Debugging is a tedious and challenging task. We have to written code and identifying problems through tensorflow debugging. Typically there are many guides, and the process of debugging is often well documented for many languages and frameworks.
TensorFlow has its debugger called the tfdbg TensorFlow Debugging, which lets us observe the essential working and the state of the running graph. These are difficult to debug with any debuggers like pdb in python.
This tutorial will deal with teaching us how to use the tfdbg CLI to debug the appearance of nans and icons, which are the most common types of bugs found in the tensor flow. Given below is a low-level API example.
The code is given above train a neural network for MNIST digit image recognition, and accuracy increases before saturating after several steps.
This error can the infs and nans, which have the most common bugs. Now use tfdbg to debug the issue and know where exactly the problem starts.
Wrapping TensorFlow sessions with tfdbg
Add the below line of code to use tfdbg and contain the session object using the debugger wrapper.
The wrapper class offers some added features, which include: CLI can be called before and after Session. run () if we wish to take control of the execution and know the internal state of the graph.
Filters can be added to assist the diagnosis. In the provided example, there is a filter called tfdbg.has_inf_or_nan, which determines the presence of Nan or inf in any in-between tensors, which are neither inputs nor outputs.

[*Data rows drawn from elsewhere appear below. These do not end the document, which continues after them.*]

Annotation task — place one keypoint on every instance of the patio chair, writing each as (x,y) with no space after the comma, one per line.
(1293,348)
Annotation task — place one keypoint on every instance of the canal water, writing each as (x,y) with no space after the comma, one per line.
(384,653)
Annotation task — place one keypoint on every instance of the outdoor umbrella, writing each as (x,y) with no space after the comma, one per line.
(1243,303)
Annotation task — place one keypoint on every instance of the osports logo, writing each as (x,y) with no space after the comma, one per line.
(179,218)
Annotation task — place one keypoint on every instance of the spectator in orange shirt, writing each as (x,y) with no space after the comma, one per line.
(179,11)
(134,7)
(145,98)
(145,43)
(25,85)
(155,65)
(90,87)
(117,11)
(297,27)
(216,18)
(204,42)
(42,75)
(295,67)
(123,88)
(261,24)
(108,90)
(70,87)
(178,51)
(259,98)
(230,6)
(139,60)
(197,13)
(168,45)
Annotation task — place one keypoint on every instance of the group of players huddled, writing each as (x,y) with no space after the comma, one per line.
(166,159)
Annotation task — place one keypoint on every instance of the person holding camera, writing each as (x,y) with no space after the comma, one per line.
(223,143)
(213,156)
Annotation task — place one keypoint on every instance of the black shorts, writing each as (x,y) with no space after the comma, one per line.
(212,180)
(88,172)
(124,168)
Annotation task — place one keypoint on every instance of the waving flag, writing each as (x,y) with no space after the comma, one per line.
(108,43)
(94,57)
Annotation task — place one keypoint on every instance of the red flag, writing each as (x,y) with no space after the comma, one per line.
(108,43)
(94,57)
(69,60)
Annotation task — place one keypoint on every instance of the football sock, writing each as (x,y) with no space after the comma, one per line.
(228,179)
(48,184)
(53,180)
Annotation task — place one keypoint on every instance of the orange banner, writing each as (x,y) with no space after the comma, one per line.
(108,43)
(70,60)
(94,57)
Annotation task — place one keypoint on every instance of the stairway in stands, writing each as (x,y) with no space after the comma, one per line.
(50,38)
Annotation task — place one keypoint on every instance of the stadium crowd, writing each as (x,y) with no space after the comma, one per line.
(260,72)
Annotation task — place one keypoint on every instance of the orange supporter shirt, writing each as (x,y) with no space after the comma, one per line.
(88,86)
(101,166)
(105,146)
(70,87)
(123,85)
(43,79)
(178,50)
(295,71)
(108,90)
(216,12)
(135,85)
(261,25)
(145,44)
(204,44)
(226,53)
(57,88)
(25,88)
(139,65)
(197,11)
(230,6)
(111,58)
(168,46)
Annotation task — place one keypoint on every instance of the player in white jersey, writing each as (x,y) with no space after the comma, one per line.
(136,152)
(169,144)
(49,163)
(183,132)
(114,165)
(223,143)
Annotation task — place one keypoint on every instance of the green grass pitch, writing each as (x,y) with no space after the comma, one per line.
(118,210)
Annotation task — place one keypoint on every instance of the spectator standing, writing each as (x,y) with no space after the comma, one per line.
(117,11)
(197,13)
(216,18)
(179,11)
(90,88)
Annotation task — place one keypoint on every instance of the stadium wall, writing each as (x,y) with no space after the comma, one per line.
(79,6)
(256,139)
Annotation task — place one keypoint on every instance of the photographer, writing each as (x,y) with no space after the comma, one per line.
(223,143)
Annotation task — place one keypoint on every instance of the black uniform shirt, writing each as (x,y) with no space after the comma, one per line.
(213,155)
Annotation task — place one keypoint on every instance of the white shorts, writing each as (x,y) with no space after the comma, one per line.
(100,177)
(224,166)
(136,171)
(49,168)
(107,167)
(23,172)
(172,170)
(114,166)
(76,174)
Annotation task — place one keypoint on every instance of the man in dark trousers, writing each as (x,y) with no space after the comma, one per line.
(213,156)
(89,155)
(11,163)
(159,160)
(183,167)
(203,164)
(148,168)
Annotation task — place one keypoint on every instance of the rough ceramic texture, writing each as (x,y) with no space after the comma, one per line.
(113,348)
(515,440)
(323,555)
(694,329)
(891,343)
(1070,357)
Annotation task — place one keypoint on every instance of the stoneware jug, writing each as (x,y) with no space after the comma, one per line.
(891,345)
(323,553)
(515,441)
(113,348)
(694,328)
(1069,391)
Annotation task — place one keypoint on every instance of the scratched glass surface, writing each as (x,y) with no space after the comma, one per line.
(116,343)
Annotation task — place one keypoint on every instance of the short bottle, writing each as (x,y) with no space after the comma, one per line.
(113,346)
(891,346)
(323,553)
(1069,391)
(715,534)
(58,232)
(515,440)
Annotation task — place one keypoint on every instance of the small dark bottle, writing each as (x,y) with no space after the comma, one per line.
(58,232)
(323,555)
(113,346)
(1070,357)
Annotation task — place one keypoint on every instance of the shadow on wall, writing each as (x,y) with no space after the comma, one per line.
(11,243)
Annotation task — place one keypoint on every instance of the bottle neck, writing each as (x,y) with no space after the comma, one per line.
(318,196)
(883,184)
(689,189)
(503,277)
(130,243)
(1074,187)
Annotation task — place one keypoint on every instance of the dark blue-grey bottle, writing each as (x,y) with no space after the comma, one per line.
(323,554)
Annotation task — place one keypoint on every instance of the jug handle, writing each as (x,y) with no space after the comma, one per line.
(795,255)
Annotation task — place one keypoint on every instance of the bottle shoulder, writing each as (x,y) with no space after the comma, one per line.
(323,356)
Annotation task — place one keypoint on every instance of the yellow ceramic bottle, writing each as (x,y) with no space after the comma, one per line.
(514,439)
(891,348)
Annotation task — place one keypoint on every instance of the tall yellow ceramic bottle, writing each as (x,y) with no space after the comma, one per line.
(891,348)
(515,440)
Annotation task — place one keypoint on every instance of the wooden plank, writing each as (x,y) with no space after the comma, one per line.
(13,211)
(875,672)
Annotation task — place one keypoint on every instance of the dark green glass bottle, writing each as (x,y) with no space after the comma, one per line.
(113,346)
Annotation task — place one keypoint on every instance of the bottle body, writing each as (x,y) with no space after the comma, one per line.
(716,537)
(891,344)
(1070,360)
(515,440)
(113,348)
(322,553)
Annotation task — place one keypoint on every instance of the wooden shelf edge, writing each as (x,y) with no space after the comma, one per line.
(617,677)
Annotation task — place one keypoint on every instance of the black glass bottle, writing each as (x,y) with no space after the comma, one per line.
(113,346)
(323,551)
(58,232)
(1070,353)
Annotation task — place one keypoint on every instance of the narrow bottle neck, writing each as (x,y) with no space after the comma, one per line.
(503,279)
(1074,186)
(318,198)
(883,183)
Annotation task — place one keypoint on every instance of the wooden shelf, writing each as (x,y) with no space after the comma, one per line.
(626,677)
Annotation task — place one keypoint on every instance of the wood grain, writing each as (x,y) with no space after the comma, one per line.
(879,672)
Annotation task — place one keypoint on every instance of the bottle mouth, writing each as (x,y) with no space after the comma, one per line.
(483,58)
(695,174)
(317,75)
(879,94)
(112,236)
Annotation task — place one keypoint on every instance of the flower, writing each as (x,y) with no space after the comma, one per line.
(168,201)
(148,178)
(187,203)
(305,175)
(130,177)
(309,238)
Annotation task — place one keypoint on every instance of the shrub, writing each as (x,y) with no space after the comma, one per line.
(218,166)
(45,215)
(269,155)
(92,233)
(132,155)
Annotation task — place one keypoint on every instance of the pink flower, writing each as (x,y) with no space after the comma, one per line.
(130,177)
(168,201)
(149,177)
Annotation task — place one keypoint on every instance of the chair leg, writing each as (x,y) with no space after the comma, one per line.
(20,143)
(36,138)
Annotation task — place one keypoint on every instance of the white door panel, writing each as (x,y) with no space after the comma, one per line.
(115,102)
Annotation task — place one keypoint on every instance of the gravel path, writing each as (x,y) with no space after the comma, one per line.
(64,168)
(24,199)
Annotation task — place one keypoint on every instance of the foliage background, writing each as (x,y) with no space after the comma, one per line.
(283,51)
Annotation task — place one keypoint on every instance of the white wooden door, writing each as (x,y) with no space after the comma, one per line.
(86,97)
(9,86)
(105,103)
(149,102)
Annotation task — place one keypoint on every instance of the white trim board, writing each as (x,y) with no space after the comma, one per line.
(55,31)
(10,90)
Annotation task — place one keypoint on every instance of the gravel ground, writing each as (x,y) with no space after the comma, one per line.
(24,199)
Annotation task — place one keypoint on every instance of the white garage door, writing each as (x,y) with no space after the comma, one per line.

We are always free to write our code for custom filters that suit our needs, and we can look at the API documentation for additional information for the same.
Debugging TensorFlow Model Training with tfdbg,
It's time to train the model with including the-debug flag:
The fetched data can be displayed on the screen and look like the image shown below:
The above picture is the run-start interface. After this, enter the r at the prompt:
This will make the TensorFlow debugger run if the next session call, calculate the accuracy for the test dataset.
We can list the tensors using command after we've executed run.
Frequently-Used TensorFlow Debugging Commands
See the following commands at the tfdbg> prompt: Note that whenever we enter a command, a brand new display output will be seen. That is analogous to internet pages in the browser. We may navigate between those screens by clicking the <-and-> text arrows close to the top-left corner of the CLI.
Features of tfdbg CLI
Similarly, like TensorFlow debugging commands indexed above, the tfdbg CLI gives the subsequent additional capabilities:
To navigate through preceding tfdbg instructions that commenced with the one's characters.
To navigate through preceding tfdbg instructions, type in some characters accompanied by the up or down arrow keys. Tfdbg will show us the history of instructions that commenced with one's attitudes.
To navigate through the records of screen outputs, do both of the following:
Click underlined <-and-> hyperlinks close to the pinnacle left the corner of the display screen. To redirect the display screen output to a record in preference to the screen, quit the command redirects the output of the pt command to the
Finding nans and infs
On this first consultation Run () call, It takes place to be no intricate numerical values. We can move to follow run by the usage of the command run or its shorthand r.
We can additionally use the -t flag to transport before and some of the Session. Run () calls at a time,
Run() calls without stopping on the run-start or run-stop activate, till the primary Nan or inf value in the graph. That is analogous to conditional breakpoints in the procedural-language debugger in tensorflow:
The preceding command works good because a tensor clears out known as has_inf_or_nan has been registered for use when the wrapped consultation is created.
See the API document for more statistics at the expected signature and go back to a value of the predicate callable used with add_tensor_filter().
Because the display suggests on the primary line, the has_inf_or_nan filter out is first brought about the fourth consultation.
Run() call: The Adam optimizer ahead-backward education skip the graph. In this Run, 36 intermediate tensors incorporate nan or inf values.
Scroll down a touch, and we'll word some scattered inf values. If the instance of inf and Nan are hard to identify by eye, we may use the following command to perform a regex seek and spotlight the output:
Or, as a substitute:
We can additionally use the-s or -numeric_summary command to get a summary of the sorts of numeric values within the tensor:
We can see that several of the thousand elements of the cross_entropy/Log: zero tensors are -infs (negative infinities).
We see that this node has the op type log and that its input is the node softmax. Then run the subsequent command to take a more in-depth observe the input tensor:
Take a look at the values in the enter tensor, looking for zeroes:
Now it is clear that the foundation of the terrible numerical values is the node cross-entropy/Log talking logs of zeros.
To find out the wrong line within the python supply code, use the -t flag of the ni command to show the traceback of the node's production:
tfdbg>ni -t cross_entropy/Log
In case we click "node_info" at the top of the display, tfdbg mechanically suggests the traceback of the node's creation.
From the traceback, we see that the op is built at the following line: debug_minist.Py:
It can annotate lines of a python record with the pops or tensors crested with the aid of them.